【衛兵の間】

上の写真は2回目ですが、この部屋は L'antichambre et la salle des Gardes、 「衛兵の間と控え室」といったところでしょうか。
赤い壁の中央の肖像画は、このシャンティイ城をモンモランシー家から引き継いだコンデ家の「大コンデ公」(1621-1686) と呼ばれる人物です。1653年にDavid Teniers という画家が描いたもの。
さて、その大コンデ公という人物は軍人として大活躍をしたことで有名です。時代がアレクサンドル・デュマの『ダルタニャン物語』(その第1話が有名な『三銃士』)と重なっています。

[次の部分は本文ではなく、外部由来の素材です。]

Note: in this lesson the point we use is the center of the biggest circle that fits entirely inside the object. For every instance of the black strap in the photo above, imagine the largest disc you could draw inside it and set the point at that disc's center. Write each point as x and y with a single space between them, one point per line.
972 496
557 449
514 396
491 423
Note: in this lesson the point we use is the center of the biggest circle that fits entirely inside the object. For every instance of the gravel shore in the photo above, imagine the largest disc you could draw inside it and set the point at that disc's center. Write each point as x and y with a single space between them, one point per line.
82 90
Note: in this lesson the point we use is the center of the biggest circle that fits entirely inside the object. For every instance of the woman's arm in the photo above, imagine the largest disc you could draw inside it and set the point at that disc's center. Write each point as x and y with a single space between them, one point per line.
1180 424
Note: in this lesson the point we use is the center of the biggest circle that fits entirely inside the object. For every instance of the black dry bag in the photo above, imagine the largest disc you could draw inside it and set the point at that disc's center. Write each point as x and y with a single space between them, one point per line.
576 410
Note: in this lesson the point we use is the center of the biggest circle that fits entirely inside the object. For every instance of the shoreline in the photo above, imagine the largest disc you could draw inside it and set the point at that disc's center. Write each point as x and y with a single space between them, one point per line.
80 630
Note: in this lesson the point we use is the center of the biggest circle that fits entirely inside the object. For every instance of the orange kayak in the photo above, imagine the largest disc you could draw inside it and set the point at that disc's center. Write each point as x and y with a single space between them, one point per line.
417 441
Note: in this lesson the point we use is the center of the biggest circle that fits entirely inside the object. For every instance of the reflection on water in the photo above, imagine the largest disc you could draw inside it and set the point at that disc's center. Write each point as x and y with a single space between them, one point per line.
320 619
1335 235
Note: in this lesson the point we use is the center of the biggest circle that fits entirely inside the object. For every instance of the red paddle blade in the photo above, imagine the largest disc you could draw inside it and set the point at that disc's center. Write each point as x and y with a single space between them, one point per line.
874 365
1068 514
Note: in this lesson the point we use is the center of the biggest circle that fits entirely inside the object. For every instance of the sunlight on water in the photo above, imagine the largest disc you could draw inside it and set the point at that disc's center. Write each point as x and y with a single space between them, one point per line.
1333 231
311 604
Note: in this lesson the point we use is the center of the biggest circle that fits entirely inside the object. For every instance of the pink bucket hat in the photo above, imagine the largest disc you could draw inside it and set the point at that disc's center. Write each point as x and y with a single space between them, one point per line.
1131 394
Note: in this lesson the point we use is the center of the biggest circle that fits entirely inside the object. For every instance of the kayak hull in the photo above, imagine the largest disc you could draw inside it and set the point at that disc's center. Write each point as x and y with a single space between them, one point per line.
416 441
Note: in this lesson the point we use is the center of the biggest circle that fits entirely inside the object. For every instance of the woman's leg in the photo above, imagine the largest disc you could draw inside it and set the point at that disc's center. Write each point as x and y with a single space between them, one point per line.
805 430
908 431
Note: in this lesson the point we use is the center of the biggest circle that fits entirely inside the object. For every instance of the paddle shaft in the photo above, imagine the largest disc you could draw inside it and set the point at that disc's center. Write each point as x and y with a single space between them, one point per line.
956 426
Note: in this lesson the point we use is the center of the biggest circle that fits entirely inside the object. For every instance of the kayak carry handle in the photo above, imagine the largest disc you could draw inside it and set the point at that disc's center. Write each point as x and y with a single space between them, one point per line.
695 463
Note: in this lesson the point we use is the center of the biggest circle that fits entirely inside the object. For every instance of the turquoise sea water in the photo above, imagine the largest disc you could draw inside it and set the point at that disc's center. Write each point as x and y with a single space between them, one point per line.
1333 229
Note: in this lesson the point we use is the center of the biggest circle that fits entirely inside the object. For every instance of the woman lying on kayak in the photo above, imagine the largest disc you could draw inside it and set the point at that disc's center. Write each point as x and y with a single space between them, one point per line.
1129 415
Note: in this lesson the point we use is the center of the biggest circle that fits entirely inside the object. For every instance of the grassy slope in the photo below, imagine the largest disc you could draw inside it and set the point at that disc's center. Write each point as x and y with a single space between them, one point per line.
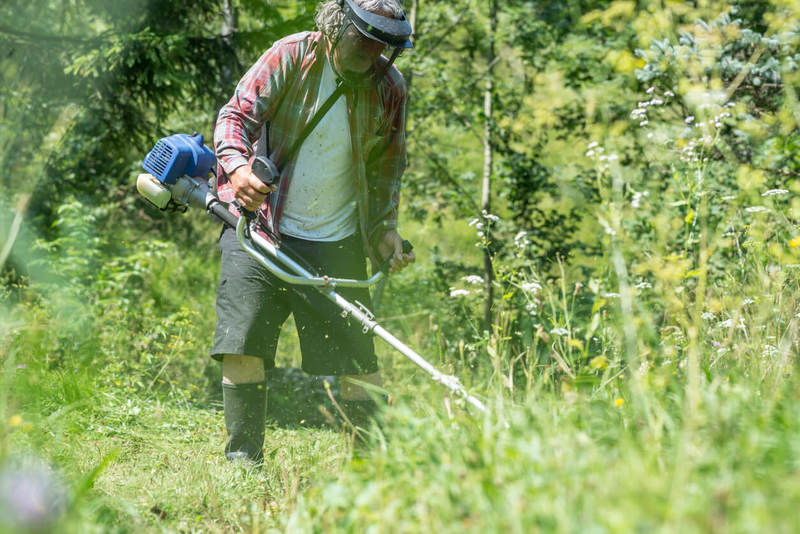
630 455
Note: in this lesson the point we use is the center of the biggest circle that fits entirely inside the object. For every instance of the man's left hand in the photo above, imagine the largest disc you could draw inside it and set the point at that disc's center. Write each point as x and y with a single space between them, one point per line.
392 245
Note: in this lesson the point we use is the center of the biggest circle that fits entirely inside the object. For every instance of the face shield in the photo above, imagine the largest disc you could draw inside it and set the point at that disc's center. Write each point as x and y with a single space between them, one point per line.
391 32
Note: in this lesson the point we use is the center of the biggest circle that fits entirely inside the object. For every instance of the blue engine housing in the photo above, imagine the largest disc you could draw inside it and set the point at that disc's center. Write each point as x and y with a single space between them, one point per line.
179 155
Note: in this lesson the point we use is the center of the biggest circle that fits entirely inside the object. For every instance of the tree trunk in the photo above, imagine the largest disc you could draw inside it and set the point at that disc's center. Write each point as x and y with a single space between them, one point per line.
488 156
229 23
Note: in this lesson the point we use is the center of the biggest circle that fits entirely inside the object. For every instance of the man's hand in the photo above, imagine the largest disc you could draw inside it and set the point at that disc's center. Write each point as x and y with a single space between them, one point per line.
392 245
248 190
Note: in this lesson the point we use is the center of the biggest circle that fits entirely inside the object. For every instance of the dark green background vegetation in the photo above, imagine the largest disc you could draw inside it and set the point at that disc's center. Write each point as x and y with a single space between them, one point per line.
642 340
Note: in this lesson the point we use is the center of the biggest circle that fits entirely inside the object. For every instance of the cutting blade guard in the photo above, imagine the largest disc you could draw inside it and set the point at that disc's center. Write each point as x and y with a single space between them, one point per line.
178 155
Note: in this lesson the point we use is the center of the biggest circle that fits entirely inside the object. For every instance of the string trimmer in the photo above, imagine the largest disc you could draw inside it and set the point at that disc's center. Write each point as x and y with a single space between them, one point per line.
177 171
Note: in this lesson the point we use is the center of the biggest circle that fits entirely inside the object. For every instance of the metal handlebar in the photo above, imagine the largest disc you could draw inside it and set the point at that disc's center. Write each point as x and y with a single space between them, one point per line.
303 276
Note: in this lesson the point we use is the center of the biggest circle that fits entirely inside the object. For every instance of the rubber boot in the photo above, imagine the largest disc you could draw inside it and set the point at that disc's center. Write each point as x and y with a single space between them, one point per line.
245 418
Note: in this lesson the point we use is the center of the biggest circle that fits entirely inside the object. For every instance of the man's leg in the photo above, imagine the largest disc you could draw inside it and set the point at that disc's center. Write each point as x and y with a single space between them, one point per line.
244 392
351 390
251 307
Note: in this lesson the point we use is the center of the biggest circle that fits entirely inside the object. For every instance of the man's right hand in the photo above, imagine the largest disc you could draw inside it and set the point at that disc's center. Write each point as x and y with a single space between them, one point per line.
248 190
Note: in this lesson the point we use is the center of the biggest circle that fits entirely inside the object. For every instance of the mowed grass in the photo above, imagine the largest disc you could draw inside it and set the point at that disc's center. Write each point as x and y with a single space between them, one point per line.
581 463
121 405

21歳で宰相のリシュリューからフランドル方面司令官に任命されネーデルラントへ進軍、2万6千のスペイン軍を劣勢の兵力で包囲・撃破。全ヨーロッパにその名を轟かせます。さらに舞台を神聖ローマ帝国に移してドイツ軍を撃退しました。
フランス宰相のリシュリュー枢機卿は、御存知のように『三銃士』では悪役で、ルイ十三世下で権力をほしいままにした人物。三銃士らと対決します。
『ダルタニャン物語』ではやがて時代はルイ十四世の幼少期に移り、イタリアから招かれた宰相マザランが政治の実権を握り、ダルタニャンはマザランの指揮下で働くのですが、フロンドの乱が起きて三銃士は反乱側に付き、ダルタニャンとは対立する勢力になります。

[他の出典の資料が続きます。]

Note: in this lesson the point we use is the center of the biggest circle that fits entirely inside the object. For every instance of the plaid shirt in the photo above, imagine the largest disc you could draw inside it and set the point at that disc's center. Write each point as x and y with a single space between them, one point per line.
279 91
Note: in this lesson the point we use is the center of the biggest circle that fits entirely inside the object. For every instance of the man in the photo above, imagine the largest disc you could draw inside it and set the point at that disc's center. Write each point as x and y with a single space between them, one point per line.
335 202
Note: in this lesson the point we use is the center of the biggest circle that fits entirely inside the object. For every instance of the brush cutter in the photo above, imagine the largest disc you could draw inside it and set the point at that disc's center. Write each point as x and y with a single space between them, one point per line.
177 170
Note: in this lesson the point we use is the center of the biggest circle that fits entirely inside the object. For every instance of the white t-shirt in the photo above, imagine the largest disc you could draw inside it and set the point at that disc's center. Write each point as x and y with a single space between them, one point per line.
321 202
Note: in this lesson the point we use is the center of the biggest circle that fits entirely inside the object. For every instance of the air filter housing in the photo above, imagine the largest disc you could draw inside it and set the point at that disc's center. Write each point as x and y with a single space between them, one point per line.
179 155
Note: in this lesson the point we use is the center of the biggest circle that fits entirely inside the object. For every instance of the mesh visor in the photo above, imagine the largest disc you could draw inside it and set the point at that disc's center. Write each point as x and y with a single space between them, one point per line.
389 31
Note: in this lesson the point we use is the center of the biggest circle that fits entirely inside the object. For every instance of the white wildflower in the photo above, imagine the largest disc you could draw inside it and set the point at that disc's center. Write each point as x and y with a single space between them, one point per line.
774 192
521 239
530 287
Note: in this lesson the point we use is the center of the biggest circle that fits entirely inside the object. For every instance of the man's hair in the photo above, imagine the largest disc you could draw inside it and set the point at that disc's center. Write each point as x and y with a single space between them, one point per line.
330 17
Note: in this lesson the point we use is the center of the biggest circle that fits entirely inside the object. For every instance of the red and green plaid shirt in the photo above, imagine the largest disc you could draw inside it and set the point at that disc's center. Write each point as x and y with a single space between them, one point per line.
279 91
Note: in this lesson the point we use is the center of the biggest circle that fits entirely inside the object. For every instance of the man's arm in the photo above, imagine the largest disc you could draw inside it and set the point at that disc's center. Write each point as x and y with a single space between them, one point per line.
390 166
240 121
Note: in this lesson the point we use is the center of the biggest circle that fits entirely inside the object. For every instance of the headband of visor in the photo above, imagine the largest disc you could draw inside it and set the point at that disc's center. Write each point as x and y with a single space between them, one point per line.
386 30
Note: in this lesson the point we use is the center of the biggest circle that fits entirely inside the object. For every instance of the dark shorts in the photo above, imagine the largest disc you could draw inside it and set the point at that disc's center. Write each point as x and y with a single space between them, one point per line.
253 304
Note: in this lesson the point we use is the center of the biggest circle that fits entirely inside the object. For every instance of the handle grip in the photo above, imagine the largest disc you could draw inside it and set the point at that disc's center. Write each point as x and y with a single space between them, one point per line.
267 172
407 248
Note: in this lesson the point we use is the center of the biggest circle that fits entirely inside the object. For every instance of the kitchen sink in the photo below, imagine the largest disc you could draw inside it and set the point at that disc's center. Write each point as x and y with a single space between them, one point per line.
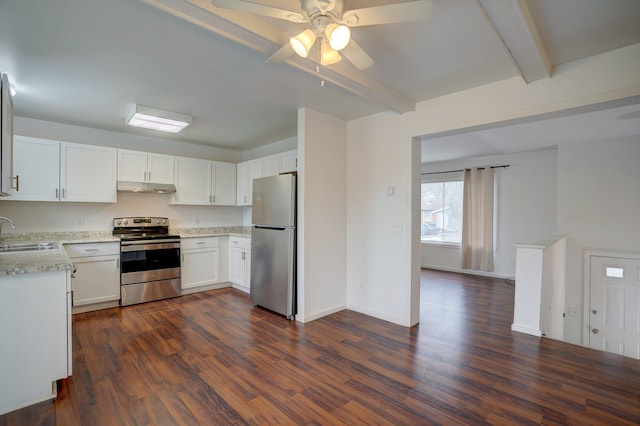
20 247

大コンデ公は強すぎたためルイ十四世の宮廷からは謀反を疑われ、いろいろあってとうとう謀反人扱い。それでも最後は王室側に戻って戦い、結局シャンティイ城に隠居したのだそうです。
シャンティイ城は最初は大将軍アンヌ・ド・モンモランシーの城。やがてコンデ家の城となり、そしてオマール公アンリがそれを引き継いだのです。
くどくどと書くのは、ある程度の歴史がわかっていれば、この城の各部屋部屋の意味も理解できるからです。

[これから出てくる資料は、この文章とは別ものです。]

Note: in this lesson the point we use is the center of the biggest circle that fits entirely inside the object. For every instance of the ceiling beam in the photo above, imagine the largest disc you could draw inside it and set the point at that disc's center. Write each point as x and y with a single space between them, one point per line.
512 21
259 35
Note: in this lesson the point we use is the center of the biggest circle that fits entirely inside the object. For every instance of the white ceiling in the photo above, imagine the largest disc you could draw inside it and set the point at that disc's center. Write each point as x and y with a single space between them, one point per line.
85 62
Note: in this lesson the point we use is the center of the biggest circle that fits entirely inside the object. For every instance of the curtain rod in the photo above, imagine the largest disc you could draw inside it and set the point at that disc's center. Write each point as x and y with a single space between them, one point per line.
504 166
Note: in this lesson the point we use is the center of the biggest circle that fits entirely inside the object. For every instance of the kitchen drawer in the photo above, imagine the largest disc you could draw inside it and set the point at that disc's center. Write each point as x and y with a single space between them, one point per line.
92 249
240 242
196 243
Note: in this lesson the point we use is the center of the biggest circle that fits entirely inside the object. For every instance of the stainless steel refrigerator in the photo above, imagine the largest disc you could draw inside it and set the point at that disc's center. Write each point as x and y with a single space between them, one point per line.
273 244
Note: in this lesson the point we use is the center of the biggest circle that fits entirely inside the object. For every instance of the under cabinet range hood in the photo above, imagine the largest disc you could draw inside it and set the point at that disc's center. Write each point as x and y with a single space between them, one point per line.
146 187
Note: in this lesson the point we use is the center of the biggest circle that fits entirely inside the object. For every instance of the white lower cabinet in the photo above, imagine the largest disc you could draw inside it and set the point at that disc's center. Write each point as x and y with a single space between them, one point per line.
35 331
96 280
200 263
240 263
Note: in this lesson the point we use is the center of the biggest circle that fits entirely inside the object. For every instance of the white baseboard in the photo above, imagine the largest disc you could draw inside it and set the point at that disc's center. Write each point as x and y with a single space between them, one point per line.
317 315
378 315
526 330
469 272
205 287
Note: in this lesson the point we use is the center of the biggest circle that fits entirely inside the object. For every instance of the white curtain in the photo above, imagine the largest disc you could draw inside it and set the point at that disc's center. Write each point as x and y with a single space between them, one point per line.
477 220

上の写真で肖像画の下に大きなキャビネットがありますが、ここには大コンデ公の戦争土産(戦利品とした小物類)が納められていました。
【グランド・キャビネット】

上の写真の部屋は Le Grand Cabinet d'Angle と呼ばれ、18世紀の Jean-Baptiste Sené という人物が制作した家具調度が並べられています。
それがあまりにも見事なので、集中的に何枚かの写真を撮っています。家具の説明プレートも撮影してあるのですが、翻訳解読していると時間が掛かりすぎるのでご容赦ください。



西欧のこのようなインテリアでは、「シャンデリア」と「鏡」による演出がとても効果的です。
【大コンデ公の戦績ギャラリー】

Le Grand Cabinet d'Angle を出ると、次は La Galerie des Actions de M. le Prince (ou Galerie des batailles)、つまりは大コンデ公の戦績ギャラリーです。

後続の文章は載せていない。